Ну, Ленка станцевала «Мы белые снежиночки, летаем как пушиночки». В этом роде что-то. А я с коптилкой за ней ходил. Глупо даже очень. Она в одну сторону прыгает — я за ней иду; потом в другую — опять за ней.
А раненые кричат:
— Свету! Не видно! Браво, бис, Елена!
А Геньки всё нету.
Тогда раненые кричат — почему я ничего не делаю. Я отвечаю, что я не умею. Тут Ленка Лошадкина возьми да и скажи:
— Он умеет ушами двигать.
Но я отказался. И как раз в это время Генька подоспел, только без карт. Ключ от комнаты у меня был в кармане — он карты и не мог достать. Так что первый наш концерт был так себе, а дальше пошло лучше. Лена ещё один танец выучила, а Генька карты больше не забывал.
Только кушать нам всегда потом сильно хотелось, и Ленка очень уставала. А однажды отказалась идти.
— Я, — говорит, — лучше полежу. Когда лежишь, не так кушать хочется.
И не пошли. Укрылись всем, что тёплого было — и шубами, и пиджаками, и одеялами, и платьями, — лежим и дремлем. А Генька, тот даже матрац на себя положил. Холодно же!
Пришли моя мама и Лошадкиных мама, принесли нам супу покушать и сидят думают.
Потом моя мама говорит:
— Что же нам с вами, ребята, делать? Ведь вы так и помереть можете.

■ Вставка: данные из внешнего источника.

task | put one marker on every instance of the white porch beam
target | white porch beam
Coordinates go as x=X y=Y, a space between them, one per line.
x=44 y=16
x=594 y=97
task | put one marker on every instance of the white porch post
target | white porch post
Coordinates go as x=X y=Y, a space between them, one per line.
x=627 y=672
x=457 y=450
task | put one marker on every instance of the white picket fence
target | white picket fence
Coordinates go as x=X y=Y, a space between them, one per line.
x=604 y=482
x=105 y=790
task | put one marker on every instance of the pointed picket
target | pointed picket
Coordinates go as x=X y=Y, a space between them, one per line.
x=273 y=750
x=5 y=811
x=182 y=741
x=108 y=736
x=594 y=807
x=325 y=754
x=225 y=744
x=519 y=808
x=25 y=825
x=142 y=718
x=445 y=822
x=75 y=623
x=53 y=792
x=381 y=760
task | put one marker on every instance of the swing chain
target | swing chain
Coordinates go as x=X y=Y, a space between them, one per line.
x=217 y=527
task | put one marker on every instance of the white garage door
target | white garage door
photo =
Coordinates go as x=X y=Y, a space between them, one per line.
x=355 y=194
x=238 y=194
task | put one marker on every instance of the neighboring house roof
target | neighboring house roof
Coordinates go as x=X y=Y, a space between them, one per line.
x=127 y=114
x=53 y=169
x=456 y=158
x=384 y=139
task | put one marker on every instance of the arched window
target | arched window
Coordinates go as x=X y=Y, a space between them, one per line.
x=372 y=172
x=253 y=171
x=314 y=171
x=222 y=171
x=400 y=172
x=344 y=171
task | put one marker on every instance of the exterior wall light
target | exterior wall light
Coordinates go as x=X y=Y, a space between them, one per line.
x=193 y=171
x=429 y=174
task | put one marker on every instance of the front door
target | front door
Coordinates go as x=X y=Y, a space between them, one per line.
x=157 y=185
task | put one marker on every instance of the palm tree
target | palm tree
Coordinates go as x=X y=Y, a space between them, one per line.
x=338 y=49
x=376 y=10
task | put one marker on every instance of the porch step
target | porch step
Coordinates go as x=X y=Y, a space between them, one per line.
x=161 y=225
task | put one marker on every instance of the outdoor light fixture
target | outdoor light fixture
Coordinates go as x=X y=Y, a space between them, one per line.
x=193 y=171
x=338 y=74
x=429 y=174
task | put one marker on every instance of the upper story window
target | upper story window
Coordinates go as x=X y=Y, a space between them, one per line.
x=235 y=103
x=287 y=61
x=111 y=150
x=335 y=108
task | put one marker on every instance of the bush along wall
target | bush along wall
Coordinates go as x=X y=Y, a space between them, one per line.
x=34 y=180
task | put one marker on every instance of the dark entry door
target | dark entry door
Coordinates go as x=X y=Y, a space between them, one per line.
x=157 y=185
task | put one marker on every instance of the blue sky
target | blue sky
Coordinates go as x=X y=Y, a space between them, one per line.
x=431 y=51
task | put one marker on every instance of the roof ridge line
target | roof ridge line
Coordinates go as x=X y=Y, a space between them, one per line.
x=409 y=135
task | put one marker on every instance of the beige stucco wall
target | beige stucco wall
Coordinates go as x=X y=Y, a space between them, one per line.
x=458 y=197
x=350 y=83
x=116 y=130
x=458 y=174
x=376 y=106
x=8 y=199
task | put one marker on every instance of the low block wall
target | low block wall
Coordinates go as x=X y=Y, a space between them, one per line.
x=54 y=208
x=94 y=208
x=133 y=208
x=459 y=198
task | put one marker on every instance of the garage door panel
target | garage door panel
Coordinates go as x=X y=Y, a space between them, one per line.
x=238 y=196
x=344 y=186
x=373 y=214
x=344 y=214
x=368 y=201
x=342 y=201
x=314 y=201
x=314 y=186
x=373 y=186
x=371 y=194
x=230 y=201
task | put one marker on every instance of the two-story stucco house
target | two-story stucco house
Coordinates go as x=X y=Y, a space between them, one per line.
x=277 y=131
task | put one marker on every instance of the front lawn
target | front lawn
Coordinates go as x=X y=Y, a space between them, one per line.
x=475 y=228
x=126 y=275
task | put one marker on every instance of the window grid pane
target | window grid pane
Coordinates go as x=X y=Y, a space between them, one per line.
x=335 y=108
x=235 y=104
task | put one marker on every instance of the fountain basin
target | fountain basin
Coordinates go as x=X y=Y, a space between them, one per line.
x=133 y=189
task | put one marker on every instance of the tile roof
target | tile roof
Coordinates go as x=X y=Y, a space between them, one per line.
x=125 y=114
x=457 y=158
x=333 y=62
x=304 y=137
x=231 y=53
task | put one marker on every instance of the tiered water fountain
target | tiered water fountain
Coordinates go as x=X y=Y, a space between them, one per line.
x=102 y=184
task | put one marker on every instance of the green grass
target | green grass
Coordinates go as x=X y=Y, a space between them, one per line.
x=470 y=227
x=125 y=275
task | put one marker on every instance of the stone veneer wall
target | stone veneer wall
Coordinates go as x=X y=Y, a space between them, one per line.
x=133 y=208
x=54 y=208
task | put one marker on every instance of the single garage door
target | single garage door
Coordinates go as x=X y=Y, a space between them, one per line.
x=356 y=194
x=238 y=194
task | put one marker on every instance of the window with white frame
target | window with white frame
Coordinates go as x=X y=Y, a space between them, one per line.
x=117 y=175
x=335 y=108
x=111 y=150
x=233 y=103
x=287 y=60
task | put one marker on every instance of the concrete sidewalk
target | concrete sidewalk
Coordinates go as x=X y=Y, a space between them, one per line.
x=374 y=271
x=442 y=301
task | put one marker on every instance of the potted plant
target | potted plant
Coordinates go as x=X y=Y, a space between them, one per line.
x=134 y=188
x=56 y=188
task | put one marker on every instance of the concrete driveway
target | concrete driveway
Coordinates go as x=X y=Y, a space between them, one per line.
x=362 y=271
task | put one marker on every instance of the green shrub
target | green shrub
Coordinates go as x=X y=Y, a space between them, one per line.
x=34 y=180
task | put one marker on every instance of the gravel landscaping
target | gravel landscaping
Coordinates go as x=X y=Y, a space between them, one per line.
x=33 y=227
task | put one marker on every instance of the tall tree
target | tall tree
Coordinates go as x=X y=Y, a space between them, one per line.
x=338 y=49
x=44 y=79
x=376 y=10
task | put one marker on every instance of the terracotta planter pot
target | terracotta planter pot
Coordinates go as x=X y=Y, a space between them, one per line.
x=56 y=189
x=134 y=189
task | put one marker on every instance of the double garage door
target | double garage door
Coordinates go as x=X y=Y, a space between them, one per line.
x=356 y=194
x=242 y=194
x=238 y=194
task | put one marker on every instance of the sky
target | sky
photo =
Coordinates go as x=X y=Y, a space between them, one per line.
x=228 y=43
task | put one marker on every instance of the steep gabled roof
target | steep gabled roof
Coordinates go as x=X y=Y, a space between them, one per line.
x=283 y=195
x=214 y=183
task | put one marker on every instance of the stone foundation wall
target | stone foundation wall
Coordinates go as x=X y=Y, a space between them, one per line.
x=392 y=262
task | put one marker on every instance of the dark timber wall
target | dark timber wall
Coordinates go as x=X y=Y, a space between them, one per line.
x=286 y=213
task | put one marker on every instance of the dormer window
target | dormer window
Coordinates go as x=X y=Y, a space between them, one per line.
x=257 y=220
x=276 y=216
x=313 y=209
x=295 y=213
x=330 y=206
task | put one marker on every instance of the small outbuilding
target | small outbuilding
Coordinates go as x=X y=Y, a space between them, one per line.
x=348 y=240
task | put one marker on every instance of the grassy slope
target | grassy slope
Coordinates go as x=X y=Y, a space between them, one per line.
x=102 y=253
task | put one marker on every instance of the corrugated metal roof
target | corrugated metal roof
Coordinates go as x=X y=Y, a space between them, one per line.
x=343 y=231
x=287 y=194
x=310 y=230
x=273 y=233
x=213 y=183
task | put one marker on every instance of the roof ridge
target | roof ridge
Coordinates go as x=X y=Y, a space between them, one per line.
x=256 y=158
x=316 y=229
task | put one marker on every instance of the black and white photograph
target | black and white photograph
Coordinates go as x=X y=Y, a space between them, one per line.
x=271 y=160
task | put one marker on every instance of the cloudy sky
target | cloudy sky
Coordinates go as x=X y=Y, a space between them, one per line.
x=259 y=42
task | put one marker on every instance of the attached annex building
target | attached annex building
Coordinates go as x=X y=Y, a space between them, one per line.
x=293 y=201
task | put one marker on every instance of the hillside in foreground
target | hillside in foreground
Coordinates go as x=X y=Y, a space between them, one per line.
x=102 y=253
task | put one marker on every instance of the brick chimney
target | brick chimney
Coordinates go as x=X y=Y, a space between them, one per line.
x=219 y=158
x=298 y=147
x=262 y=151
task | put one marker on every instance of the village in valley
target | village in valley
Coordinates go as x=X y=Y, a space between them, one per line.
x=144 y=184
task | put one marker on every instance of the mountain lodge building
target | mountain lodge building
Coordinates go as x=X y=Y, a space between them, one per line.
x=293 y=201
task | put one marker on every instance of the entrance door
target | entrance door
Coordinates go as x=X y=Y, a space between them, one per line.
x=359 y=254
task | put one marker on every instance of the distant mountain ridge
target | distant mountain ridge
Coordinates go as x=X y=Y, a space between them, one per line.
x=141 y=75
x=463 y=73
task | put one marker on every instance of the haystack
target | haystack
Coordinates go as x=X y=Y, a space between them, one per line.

Опять стали думать и надумали: мама моя взяла Лену Лошадкину к себе, к своим военным девушкам. Геня пошёл с мамой Лошадкиной в госпиталь. А я отправился к папе в пожарную команду.
И комнату нашу мы на ключ заперли.
Вот идём по улице, а на нашем перекрёстке Иван Фёдорович сидит. Не стоит, а сидит. На подножке трамвайной — там трамвай весь в снегу был. Я испугался, говорю:
— Мама, может быть, товарищ Блинчик на посту замёрз?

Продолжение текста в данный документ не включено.